1. A plant genetically manipulated to produce polyhydroxyalkanoate in its peroxisomes, said plant comprising in its genome: a stably integrated first DNA construct comprising a promoter that drives expression in a plant cell operably linked to a first coding sequence, wherein said first coding sequence encodes a polyhydroxyalkanoate synthase and is operably linked to a nucleotide sequence encoding a peroxisome-targeting signal; and a stably integrated second DNA construct comprising a promoter that drives expression in a plant cell operably linked to a second coding sequence, wherein said second coding sequence is operably linked to a nucleotide sequence encoding a peroxisome-targeting signal and said second coding sequence is selected from the group consisting of: (a) a nucleotide sequence encoding a 2-enoyl-CoA hydratase that is capable of catalyzing the synthesis of R-(-)-3-hydroxyacyl-CoA; (b) a nucleotide sequence set forth in SEQ ID NO: 21; (c) a nucleotide sequence comprising the 2-enoyl-CoA hydratase domain of a multifunctional protein-2. (d) a nucleotide sequence set forth in SEQ ID NO: 4; (e) a nucleotide sequence set forth in SEQ ID NO: 1; and (f) a nucleotide sequence encoding a multifunctional protein-2, wherein the dehydrogenase activity of said multifunctional protein has been eliminated.

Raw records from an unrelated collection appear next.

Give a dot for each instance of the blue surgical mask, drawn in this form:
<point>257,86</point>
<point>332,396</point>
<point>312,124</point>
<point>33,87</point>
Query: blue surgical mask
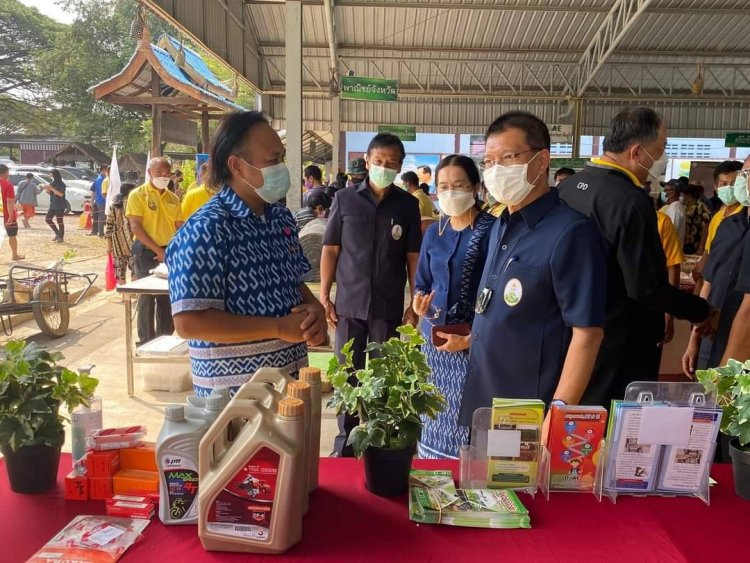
<point>276,182</point>
<point>726,195</point>
<point>740,191</point>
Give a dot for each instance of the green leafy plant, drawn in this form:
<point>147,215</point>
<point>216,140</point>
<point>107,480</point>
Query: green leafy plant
<point>33,387</point>
<point>390,395</point>
<point>731,385</point>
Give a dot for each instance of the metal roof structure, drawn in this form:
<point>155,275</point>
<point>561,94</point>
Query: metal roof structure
<point>460,63</point>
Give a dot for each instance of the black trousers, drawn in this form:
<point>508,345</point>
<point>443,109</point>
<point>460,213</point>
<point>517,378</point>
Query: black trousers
<point>58,215</point>
<point>150,307</point>
<point>609,379</point>
<point>363,332</point>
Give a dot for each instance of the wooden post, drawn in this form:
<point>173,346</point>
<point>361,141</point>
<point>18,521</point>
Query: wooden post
<point>156,117</point>
<point>204,131</point>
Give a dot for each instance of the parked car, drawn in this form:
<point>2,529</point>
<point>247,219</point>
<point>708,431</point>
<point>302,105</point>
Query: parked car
<point>75,196</point>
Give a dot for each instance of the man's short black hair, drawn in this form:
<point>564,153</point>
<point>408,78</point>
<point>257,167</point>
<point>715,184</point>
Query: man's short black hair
<point>566,171</point>
<point>537,133</point>
<point>313,172</point>
<point>632,126</point>
<point>386,140</point>
<point>727,167</point>
<point>410,178</point>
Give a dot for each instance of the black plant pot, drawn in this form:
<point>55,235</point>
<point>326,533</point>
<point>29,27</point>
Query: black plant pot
<point>740,469</point>
<point>387,471</point>
<point>32,469</point>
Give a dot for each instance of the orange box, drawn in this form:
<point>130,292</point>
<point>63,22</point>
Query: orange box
<point>128,480</point>
<point>100,488</point>
<point>143,457</point>
<point>103,464</point>
<point>76,487</point>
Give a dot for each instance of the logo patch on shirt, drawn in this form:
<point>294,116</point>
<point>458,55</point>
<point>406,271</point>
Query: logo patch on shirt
<point>513,292</point>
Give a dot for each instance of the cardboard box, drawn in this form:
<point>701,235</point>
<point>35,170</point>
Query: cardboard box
<point>128,480</point>
<point>103,464</point>
<point>76,487</point>
<point>142,458</point>
<point>100,488</point>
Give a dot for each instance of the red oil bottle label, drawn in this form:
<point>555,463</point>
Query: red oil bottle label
<point>243,508</point>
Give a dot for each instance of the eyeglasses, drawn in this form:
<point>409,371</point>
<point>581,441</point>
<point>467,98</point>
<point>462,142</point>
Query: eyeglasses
<point>506,160</point>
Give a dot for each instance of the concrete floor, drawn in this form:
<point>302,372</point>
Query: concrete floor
<point>97,336</point>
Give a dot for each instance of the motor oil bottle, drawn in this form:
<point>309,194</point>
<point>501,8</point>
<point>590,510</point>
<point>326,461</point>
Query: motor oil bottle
<point>301,390</point>
<point>273,376</point>
<point>177,460</point>
<point>200,402</point>
<point>250,498</point>
<point>311,376</point>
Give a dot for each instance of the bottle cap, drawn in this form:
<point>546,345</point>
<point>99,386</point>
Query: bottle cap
<point>298,390</point>
<point>175,413</point>
<point>215,402</point>
<point>291,408</point>
<point>311,375</point>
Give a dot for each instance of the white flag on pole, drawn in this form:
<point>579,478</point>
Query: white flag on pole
<point>114,181</point>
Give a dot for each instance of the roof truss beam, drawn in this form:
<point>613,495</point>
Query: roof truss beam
<point>617,24</point>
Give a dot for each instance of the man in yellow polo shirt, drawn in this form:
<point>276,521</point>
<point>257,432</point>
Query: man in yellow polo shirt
<point>155,215</point>
<point>195,199</point>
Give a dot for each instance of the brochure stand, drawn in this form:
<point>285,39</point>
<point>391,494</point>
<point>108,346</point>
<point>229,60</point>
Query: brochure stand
<point>474,458</point>
<point>660,442</point>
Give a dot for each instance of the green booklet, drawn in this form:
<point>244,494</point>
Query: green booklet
<point>434,499</point>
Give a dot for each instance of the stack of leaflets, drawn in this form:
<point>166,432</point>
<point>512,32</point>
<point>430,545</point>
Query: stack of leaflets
<point>661,447</point>
<point>434,499</point>
<point>513,443</point>
<point>575,437</point>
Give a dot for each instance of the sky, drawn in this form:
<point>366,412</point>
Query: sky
<point>51,9</point>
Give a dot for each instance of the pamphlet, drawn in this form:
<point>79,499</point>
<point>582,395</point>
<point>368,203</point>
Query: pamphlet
<point>575,436</point>
<point>684,467</point>
<point>476,508</point>
<point>513,443</point>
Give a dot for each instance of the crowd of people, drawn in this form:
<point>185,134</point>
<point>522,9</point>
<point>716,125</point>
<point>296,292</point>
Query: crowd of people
<point>564,291</point>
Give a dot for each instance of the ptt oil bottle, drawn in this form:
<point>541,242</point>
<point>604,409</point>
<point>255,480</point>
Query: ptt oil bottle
<point>177,460</point>
<point>250,497</point>
<point>311,376</point>
<point>301,390</point>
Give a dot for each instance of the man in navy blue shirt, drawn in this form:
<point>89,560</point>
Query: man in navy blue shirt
<point>542,297</point>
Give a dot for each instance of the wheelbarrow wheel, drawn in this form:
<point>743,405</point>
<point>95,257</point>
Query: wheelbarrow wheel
<point>51,310</point>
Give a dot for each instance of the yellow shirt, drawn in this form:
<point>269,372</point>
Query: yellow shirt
<point>669,240</point>
<point>716,220</point>
<point>194,200</point>
<point>426,208</point>
<point>159,210</point>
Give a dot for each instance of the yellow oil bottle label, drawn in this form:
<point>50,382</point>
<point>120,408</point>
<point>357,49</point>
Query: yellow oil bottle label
<point>242,509</point>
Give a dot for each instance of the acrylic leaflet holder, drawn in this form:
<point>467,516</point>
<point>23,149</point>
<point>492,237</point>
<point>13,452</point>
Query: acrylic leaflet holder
<point>660,441</point>
<point>500,456</point>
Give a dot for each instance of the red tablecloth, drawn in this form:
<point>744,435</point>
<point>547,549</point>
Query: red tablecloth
<point>347,523</point>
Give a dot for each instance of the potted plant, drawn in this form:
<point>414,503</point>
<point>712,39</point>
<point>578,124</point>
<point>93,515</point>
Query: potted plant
<point>390,396</point>
<point>731,384</point>
<point>33,387</point>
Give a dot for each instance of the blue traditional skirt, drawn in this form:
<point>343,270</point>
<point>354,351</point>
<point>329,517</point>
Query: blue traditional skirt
<point>442,437</point>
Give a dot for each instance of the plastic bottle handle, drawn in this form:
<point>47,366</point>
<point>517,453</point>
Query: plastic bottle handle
<point>246,409</point>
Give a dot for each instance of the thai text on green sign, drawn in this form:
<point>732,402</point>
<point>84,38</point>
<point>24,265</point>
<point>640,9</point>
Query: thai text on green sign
<point>371,89</point>
<point>403,132</point>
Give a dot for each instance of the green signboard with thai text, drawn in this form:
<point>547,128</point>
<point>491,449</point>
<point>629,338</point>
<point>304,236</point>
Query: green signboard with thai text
<point>370,89</point>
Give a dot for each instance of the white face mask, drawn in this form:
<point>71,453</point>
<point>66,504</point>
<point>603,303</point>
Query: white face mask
<point>454,202</point>
<point>509,184</point>
<point>658,167</point>
<point>160,182</point>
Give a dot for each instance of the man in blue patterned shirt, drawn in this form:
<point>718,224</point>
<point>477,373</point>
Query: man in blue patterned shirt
<point>235,267</point>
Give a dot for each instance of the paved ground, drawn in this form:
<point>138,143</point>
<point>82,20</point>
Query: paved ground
<point>97,335</point>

2. The plant of claim 1, wherein said promoters are selected from the group consisting of seed-preferred promoters, chemical-regulatable promoters, germination-preferred promoters, and leaf-preferred promoters.

3. The plant of claim 1, wherein said polyhydroxyalkanoate synthase is capable of catalyzing the synthesis of polyhydroxyalkanoate copolymers.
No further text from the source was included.